Now we describe how to color vertices. If a vertex is still asleep at the end we assign it its original color. For the dead vertices besides \(v_0\) we give them each a list of at least \(4\) colors, namely the \(5\) sets that they had no neighbors in if applicable, or the \(5\) sets that they woke up, except we don’t let them choose \(V_\ell\).

Then we use the \(4\)-list-colorable property to get a coloring for the induced subgraph on dead vertices. Finally we give vertex \(v_0\) the color \(\ell\).

We claim that this is a proper coloring. Edges between dead vertices are ok by assumption that the subgraph was list-colorable so we could chose a coloring. Edges between asleep vertices are ok because they were ok to start with and we didn’t change them. Edges between asleep and dead vertices are ok because if there is an edge between asleep vertex \(u\) and dead vertex \(w\) then \(w\) did not get labelled with the color of \(u\) or \(u\) would have been woken up.

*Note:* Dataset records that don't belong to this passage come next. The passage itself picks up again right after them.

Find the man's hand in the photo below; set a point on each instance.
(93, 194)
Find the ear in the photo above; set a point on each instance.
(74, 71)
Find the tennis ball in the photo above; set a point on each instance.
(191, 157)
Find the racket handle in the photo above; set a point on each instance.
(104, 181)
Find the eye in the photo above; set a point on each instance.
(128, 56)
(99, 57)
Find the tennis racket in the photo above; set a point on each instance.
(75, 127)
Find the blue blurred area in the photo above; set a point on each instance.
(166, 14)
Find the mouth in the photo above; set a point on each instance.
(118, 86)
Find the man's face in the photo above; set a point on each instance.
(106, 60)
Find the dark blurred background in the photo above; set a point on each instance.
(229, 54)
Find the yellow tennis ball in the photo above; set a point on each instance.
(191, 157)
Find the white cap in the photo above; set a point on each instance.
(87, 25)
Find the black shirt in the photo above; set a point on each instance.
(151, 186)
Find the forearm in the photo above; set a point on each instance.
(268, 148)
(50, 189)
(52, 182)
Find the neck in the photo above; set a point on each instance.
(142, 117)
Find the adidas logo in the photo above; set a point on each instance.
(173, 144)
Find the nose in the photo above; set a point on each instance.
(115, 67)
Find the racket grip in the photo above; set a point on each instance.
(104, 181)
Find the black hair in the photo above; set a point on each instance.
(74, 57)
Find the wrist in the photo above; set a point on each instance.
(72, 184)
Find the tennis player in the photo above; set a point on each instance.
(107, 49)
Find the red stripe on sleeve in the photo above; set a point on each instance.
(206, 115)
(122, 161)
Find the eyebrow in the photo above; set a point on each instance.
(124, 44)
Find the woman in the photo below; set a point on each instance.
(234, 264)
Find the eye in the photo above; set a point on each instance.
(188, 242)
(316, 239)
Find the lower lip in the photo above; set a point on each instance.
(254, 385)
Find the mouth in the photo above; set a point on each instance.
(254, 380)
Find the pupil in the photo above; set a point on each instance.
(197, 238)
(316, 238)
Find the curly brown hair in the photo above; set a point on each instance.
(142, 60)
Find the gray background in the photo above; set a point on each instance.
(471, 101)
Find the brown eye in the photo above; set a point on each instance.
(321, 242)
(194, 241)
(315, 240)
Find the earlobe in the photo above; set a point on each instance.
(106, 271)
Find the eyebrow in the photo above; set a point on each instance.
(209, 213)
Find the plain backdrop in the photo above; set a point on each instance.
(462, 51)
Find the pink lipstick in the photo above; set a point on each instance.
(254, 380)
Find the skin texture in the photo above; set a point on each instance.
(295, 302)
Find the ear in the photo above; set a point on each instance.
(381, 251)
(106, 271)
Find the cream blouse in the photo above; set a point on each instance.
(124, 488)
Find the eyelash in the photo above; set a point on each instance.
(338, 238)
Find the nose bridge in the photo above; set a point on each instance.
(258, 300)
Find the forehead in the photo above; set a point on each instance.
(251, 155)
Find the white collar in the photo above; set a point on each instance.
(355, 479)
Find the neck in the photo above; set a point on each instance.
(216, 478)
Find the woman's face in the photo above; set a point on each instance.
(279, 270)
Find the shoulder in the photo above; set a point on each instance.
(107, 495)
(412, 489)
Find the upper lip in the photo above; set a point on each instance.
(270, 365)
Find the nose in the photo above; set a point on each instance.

Rigid variables above the algorithm threshold

Theorem. There is a big subgraph \(G_*\) of \(G\) with the property that every vertex has a lot of neighbors of each other color.

We use the transfer property to trade for a problem in planted model.

Lemma. solve planted version

Lemma. bound on expansion

Corollary. It’s pretty easy to show from the theorem that no vertex in \(G_*\) can have a close coloring.

shattering

Now we will prove shattering. They want some notion of distance that plays nicely with permuting colors, not exactly sure why but whatever.

Define \(M_{\sigma,\tau}^{ij} = \frac{1}{n} |\sigma^{-1}(i)\cap \tau^{-1}(j)|\). Our notion of distance between \(\sigma, \tau\) is now gonna be frobenius norm of \(M_{\sigma, \tau}\). Checking for \(\sigma = \tau\) it is much bigger than if \(\sigma,\tau\) are “uncorrelated”.

Theorem. shattering. more specifically,

there are zero solutions at medium distance from \(\sigma\). There are not so many solutions which are pretty close to \(\sigma\).

It is clear how this allows us to define regions.

ok so to prove the theorem

step 1: transfer principle ofc.

Lemma. step 2: prove in planted model.

Proof. I think we just compute expectations.